La difesa dello straniero: "Ci hanno fatto scendere come se fossimo ad Auschwitz"

Controllore dell'autobus Atac pestato da un albanese (senza biglietto né documenti): l'aggressore a processo per resistenza e lesioni
di Giulio Pinco Caracciolo
4 Minuti di Lettura
Venerdì 23 Febbraio 2024, 10:17 - Ultimo aggiornamento: 16 Aprile, 08:07

Quello che poteva essere un normale controllo del titolo di viaggio di un passeggero a bordo del bus numero 163 in direzione Tiburtina, si è trasformato in una violenta lite degenerata una vera e propria aggressione ai danni di un controllore Atac. Sul banco degli imputati con l'accusa di lesioni e resistenza a pubblico ufficiale è finito E.J. albanese 55enne di origini scozzesi, naturalizzato italiano. «Era il 3 novembre 2019, il signore era senza biglietto e senza documenti - racconta la vittima in aula - e così l'ho fatto scendere insieme ad altri passeggeri, ma lui ha subito avuto un atteggiamento aggressivo, mi è venuto vicino e mi ha detto che nessuno si era mai permesso di fargli un verbale in Italia». Il controllore, in qualità di pubblico ufficiale, vuole svolgere il suo lavoro nonostante la provocazione. I toni iniziano a inasprirsi e la tensione aumenta.

Autobus Atac buca pallone, ragazzo lo insegue poi provoca un incidente e aggredisce l'autista

IL PUGNO

Poi all'improvviso un pugno sferrato in pieno volto mette a terra la vittima. «Mi ha tirato un cazzotto dal nulla mentre stavamo discutendo - continua l'uomo sollecitato dalle domande del pm - e qualcuno ha chiamato i carabinieri». In molti assistono alle scena, prestano i primi soccorsi e tentano di calmare l'imputato. Intanto arriva un'ambulanza. Ed è qui che la vicenda, secondo la vittima, prende una svolta inaspettata: «Quando sono arrivate le forze dell'ordine, un carabiniere invece di andare dal signor E.J. è venuto da me e mi ha chiesto i documenti. Pensavo che avessero chiamato l'ambulanza per me, invece poi ho capito che era stato proprio il carabiniere a chiamare l'ambulanza, ma per l'imputato. Io sono andato in ospedale il giorno dopo e ho un referto con prognosi di tre mesi».
Il controllore a qual punto va su tutte le furie e si rifiuta categoricamente di fornire le generalità, assumendo a sua volta un atteggiamento aggressivo nei confronti del militare.
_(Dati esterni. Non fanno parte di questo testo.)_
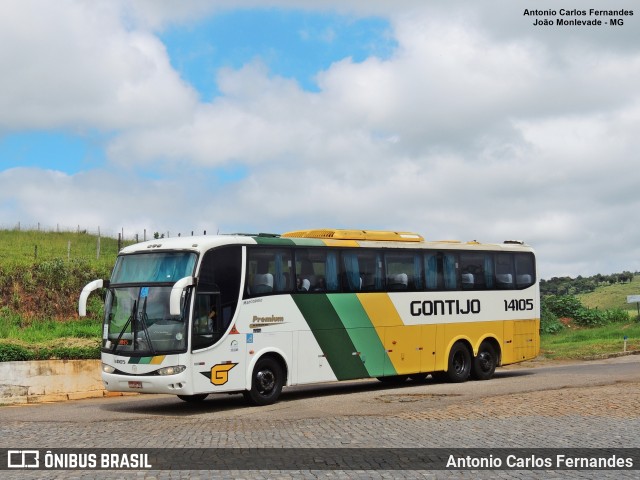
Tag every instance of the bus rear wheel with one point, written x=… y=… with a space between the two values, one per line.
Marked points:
x=266 y=382
x=459 y=367
x=484 y=365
Fatto che porta all'apertura di un procedimento penale a parte con un'ulteriore denuncia da parte del carabiniere nei confronti del controllore per resistenza.
«Non era un pugno, ma una solo una manata! Tutto falso» sbotta gridando l'imputato in un impeto di rabbia improvviso durante la testimonianza del dipendete Atac.

Un urlo che fa letteralmente sussultare il giudice.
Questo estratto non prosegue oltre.